Bakın dostlar. 52 haftadır beraberiz. 52 hafta. 365 gün ve 6 saat. Ama 6 saat gibi geldi ve geçti 2003. Şimdi 2004’ün bu 52 haftası da aynı hızla gelip geçecek inanın.
Gelin bu yılı, eskisine inat eskitmeyelim. Ölümsüzleştirelim.
Uzun uzun yazmaya niyetim yok.
Sanki bir yılbaşı tebriki gibi kabul edin bu yazımı, lütfen.

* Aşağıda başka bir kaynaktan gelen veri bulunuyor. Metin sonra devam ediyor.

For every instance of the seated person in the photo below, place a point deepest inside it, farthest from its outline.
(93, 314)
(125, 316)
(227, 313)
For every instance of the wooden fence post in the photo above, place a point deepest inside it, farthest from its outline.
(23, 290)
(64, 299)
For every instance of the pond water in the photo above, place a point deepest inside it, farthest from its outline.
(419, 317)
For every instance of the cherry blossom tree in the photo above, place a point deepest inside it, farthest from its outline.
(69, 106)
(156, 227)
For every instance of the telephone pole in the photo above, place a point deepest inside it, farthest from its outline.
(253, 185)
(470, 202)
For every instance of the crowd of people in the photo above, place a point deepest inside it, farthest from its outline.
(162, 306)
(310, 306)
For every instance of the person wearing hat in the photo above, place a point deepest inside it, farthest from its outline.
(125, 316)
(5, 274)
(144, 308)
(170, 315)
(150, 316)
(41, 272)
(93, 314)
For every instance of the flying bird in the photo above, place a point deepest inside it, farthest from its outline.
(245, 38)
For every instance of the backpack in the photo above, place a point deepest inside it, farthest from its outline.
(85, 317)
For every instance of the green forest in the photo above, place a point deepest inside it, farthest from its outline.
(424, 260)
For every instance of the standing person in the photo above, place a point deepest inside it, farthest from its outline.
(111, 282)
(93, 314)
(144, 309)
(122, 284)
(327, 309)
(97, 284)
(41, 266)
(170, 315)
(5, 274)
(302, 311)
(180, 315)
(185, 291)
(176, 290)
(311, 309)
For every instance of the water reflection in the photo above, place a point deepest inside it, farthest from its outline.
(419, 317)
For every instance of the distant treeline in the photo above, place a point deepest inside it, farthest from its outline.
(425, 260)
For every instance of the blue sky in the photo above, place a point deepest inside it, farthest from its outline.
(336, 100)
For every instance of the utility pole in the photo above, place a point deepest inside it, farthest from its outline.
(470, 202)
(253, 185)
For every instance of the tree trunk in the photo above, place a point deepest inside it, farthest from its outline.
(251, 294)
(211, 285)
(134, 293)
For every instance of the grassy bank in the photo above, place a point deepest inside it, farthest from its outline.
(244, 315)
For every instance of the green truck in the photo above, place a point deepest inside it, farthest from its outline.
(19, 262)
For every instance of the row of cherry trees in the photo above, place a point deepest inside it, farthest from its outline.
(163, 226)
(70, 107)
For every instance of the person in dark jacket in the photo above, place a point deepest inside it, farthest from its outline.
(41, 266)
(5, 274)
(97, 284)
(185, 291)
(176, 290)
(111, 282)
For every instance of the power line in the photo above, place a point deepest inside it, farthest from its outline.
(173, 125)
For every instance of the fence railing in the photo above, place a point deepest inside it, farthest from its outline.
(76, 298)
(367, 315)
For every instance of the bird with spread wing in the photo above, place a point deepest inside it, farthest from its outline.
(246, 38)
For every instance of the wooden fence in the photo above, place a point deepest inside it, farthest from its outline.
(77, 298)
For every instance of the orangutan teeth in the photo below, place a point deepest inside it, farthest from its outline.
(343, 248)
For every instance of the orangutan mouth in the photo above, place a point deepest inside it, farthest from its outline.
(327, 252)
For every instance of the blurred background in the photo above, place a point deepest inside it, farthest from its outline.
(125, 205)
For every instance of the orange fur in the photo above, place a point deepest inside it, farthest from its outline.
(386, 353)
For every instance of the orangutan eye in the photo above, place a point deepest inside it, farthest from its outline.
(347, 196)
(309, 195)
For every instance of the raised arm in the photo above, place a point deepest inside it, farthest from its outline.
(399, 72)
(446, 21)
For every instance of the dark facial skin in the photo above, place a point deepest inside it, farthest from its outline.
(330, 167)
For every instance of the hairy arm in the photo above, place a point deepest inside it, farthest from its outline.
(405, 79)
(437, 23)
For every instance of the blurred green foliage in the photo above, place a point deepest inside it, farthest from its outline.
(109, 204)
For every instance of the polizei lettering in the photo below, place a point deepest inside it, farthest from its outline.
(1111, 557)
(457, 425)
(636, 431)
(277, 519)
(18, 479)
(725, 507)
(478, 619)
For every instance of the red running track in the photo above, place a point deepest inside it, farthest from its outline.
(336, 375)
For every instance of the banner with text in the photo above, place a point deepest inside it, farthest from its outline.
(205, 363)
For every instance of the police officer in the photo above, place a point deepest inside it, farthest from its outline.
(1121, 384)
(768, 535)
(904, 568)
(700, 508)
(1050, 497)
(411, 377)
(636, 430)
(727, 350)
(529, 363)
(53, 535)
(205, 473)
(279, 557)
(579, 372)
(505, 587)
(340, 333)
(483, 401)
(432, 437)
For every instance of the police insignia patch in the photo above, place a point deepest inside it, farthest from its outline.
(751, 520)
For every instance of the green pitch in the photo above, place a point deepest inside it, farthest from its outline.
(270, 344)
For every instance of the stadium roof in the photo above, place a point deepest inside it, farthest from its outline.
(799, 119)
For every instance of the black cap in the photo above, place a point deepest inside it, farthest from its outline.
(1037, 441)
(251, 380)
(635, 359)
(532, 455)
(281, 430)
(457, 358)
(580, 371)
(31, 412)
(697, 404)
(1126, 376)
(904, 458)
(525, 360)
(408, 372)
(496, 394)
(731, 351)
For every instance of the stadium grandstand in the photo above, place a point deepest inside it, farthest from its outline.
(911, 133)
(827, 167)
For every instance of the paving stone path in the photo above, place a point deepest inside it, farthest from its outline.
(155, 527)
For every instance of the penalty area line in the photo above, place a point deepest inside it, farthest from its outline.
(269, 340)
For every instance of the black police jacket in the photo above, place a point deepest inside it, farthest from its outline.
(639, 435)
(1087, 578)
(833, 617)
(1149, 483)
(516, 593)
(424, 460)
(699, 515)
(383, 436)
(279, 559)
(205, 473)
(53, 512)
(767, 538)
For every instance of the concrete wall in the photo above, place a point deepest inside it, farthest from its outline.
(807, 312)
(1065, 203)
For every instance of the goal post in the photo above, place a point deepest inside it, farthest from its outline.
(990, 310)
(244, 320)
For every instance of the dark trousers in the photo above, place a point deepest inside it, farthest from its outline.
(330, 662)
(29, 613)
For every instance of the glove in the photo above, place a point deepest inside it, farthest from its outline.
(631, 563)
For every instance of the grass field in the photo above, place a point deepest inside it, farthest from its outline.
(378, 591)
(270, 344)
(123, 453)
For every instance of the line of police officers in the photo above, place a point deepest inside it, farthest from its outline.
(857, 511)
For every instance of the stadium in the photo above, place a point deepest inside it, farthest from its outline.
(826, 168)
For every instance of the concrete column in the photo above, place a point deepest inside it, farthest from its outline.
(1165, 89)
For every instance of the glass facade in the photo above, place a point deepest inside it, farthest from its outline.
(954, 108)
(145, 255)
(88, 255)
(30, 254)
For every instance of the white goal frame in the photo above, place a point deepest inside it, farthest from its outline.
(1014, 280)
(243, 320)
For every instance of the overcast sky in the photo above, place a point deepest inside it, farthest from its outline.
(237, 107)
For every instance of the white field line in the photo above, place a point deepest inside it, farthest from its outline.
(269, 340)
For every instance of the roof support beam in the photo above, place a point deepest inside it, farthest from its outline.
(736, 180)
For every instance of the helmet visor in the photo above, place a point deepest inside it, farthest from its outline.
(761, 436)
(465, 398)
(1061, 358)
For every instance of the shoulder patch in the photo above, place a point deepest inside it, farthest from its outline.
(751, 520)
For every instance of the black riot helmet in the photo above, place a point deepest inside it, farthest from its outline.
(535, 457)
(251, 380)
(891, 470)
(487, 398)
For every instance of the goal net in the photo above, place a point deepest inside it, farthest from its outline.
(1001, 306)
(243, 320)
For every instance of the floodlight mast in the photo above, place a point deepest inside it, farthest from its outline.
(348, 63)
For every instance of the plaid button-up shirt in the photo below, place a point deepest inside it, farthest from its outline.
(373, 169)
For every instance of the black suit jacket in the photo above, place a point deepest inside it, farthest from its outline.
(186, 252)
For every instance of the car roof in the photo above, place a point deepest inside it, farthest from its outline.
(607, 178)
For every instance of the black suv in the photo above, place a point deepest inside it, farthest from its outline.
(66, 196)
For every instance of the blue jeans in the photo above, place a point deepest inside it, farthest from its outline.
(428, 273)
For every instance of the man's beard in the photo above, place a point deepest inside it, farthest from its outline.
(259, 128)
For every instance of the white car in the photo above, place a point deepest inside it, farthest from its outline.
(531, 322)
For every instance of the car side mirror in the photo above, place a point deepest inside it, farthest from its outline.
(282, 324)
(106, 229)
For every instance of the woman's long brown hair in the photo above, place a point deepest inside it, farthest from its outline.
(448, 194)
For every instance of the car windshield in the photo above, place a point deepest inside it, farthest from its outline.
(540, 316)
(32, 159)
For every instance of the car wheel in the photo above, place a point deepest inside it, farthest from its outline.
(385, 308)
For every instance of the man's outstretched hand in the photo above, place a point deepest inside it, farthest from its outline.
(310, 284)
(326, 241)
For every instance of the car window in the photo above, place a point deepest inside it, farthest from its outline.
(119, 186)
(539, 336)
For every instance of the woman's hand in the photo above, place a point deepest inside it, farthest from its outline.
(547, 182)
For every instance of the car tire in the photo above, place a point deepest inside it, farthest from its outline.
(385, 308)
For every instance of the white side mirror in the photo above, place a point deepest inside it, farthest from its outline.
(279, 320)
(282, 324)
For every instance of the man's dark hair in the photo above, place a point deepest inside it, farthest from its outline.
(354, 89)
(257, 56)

Nereden başlasam ki… Bir arap atasözü ‘insan kılık-kıyafetiyle karşılanır, söz ve sohbeti ile uğurlanır’ demiş. Kılık kıyafetimize azami önemi gösterelim. Kişiliğimizin dışa vuran aynası. İşim gereği sürekli seyahat etmek durumunda olan bir kişiyim. ODTÜ’lü yıllarımda, Adana’dan Ankara’ya geliyorken, basit, rahat ve bir o kadar da spor kıyafetleri seçerdim. Bolu Dağı dinlenme tesislerinde gören olsa, sabah sporu yapan bir bolu dağı mukimi sanırdı. Ankara’ya gelir gelmez, hemen otobüs şirketinin emanet eşya odasında takım elbiselerimi giyinir, en yakın berberde tıraşımı olur ve okula veya iş takibi koşturmacası yaptığımız D.P.T. veya müsteşarlıklara öyle dalardım.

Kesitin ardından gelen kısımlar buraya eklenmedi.